Tomatoes come in many different colours, shapes and sizes, including large beef steak types, oblong plum varieties, small cherry types and even purple, yellow, orange and sometimes striped types. What’s more, there are varieties that can be grown as standard cordons, some as bush plants and others in hanging baskets.
There are indoor and outdoor varieties to choose from, depending on your specific requirements, and ones which can be grown in small areas, for those short on space. Most tomatoes are grown in grow bags, however they can also be raised in large pots or grown straight in the ground in warmer areas.
Sowing Tomato Seeds
Sow seeds in seed trays or small 5cm pots and prick each seedling out into a 9cm pot when they have formed at least two ‘true’ leaves.
If you grow tomatoes in a heated greenhouse, you can sow the seeds from mid-January to early February. However if you don’t have a heated greenhouse, sow them in late February to mid-March on a windowsill or in an unheated greenhouse. It is not advisable to sow tomato seeds outside in the UK; once the soil temperature has reached a level suitable for them to germinate and thrive (roughly 18°C), plants that have been raised indoors will already have flowered and be producing fruit.
Care and Maintenance of Tomatoes
Transfer young plants (approximately 15cm tall) to 23cm pots or grow-bags, or plant them outside in warmer areas, 45-60cm apart when the flowers of the first truss are beginning to open (harden them off first by slowly acclimatising them to outside conditions).

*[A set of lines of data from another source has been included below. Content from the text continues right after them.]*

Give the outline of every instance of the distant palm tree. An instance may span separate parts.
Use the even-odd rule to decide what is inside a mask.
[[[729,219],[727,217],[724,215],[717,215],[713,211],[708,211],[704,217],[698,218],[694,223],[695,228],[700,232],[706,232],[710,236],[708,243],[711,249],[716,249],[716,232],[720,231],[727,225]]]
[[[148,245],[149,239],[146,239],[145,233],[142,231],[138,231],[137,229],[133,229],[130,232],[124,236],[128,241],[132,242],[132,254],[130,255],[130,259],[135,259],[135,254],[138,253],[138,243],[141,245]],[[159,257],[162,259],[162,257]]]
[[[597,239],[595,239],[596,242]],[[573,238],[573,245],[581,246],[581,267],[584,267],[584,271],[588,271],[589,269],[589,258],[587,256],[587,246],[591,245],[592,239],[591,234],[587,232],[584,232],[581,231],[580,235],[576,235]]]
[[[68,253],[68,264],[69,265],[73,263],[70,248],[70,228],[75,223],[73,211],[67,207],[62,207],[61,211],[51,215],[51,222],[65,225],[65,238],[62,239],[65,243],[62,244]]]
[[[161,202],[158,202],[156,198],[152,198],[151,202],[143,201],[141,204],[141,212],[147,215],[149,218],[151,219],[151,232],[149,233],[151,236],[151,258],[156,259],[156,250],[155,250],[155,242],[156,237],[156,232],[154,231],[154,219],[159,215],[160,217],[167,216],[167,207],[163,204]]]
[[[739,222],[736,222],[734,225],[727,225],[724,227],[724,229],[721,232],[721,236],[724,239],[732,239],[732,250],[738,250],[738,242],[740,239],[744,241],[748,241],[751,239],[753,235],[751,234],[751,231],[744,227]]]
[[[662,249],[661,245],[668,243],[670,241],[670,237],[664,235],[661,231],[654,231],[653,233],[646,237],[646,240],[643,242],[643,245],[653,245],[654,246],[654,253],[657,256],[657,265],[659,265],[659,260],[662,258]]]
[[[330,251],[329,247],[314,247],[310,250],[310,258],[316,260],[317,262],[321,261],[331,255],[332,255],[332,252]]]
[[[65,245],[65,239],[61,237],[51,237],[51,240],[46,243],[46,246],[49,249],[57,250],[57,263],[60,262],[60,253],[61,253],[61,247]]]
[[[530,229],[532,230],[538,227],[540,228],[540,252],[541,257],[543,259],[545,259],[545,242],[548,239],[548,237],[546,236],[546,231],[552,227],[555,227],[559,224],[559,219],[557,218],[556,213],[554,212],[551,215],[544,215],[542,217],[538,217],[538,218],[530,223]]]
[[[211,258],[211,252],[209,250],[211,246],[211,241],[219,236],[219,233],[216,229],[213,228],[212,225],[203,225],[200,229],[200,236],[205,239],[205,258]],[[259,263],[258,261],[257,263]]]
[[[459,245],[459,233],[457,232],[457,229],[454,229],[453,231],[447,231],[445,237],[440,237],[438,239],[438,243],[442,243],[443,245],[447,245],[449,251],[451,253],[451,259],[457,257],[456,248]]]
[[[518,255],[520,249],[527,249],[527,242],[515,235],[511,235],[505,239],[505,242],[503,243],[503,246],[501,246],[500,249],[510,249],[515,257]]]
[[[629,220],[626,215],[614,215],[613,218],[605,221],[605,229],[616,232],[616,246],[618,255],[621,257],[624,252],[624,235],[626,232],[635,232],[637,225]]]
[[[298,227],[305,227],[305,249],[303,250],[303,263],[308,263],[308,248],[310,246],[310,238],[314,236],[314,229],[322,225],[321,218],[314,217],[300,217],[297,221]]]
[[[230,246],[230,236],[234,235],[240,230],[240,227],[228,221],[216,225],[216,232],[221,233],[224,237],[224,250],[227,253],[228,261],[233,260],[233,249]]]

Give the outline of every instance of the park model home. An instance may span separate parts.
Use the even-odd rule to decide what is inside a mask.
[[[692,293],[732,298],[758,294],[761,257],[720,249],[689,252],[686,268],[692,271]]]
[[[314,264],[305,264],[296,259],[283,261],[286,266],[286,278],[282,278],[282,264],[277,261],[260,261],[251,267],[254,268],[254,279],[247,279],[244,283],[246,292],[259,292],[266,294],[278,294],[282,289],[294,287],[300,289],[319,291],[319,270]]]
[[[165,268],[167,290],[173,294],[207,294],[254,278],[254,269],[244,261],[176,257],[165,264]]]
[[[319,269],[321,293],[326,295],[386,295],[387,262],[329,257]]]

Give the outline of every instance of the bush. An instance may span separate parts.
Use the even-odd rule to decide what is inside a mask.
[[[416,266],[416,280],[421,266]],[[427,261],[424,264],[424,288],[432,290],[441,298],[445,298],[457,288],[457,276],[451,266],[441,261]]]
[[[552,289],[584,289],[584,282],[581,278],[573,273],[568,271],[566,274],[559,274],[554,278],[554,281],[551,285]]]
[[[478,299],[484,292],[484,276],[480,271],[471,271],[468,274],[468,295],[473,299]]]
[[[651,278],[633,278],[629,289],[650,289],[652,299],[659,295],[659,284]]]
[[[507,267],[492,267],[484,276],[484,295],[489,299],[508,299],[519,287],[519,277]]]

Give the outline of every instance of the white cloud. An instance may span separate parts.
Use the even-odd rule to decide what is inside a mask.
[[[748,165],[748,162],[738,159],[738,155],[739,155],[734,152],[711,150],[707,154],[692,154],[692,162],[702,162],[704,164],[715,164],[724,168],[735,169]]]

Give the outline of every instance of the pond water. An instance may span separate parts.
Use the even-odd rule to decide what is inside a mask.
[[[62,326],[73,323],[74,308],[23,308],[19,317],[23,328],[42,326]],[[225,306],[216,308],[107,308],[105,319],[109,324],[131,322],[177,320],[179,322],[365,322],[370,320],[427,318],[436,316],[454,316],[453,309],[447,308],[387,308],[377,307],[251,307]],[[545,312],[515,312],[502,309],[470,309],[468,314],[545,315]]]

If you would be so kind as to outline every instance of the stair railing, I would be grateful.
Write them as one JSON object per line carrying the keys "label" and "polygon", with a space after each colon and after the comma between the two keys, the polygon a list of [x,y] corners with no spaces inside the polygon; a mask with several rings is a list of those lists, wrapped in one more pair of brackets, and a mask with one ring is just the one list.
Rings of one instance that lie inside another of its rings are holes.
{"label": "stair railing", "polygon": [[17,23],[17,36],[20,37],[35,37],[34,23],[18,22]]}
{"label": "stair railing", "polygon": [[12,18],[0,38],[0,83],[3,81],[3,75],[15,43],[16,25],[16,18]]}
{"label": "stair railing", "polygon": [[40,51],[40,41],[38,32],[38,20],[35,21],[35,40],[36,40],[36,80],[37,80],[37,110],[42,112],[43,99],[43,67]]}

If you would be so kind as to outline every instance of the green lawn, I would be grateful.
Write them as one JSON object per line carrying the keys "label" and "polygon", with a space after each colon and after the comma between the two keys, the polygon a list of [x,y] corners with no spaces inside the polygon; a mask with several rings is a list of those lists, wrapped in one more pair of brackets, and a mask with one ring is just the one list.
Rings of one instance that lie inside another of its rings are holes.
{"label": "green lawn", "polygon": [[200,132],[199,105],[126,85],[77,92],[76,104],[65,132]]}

Tie the central stem to a vertical support (such as a cane) if you are growing a cordon variety. Bush or hanging basket varieties do not need support. Remove side shoots on standard varieties and water the plants regularly to keep the soil moist. You may need to feed the plants with a general fertiliser if they are grown in pots or grow bags.
Tomato Growing Tips
Once the plants have reached the top of the greenhouse or have seven trusses indoors or four trusses outdoors, remove the growing point of the main stem to allow the plant to concentrate its energy on producing fruits.
Keep the soil or compost evenly moist to avoid the fruits splitting. Irregular watering can also lead to blossom end rot, where the bottom of the fruit turns brown and becomes sunken, rendering it inedible.
The longer you leave the fruit on the vine, the tastier it becomes. It also develops more lycopene if left to ripen on the vine. Lycopene is thought to help prevent prostate and breast cancers. You can either pick each fruit off the truss, or snip the whole truss off the plant and remove each fruit later on.
At the end of the growing season pick the remaining green fruits and store them in a drawer or paper bag with an apple or banana skin, which contain ethylene and will help speed up the ripening process.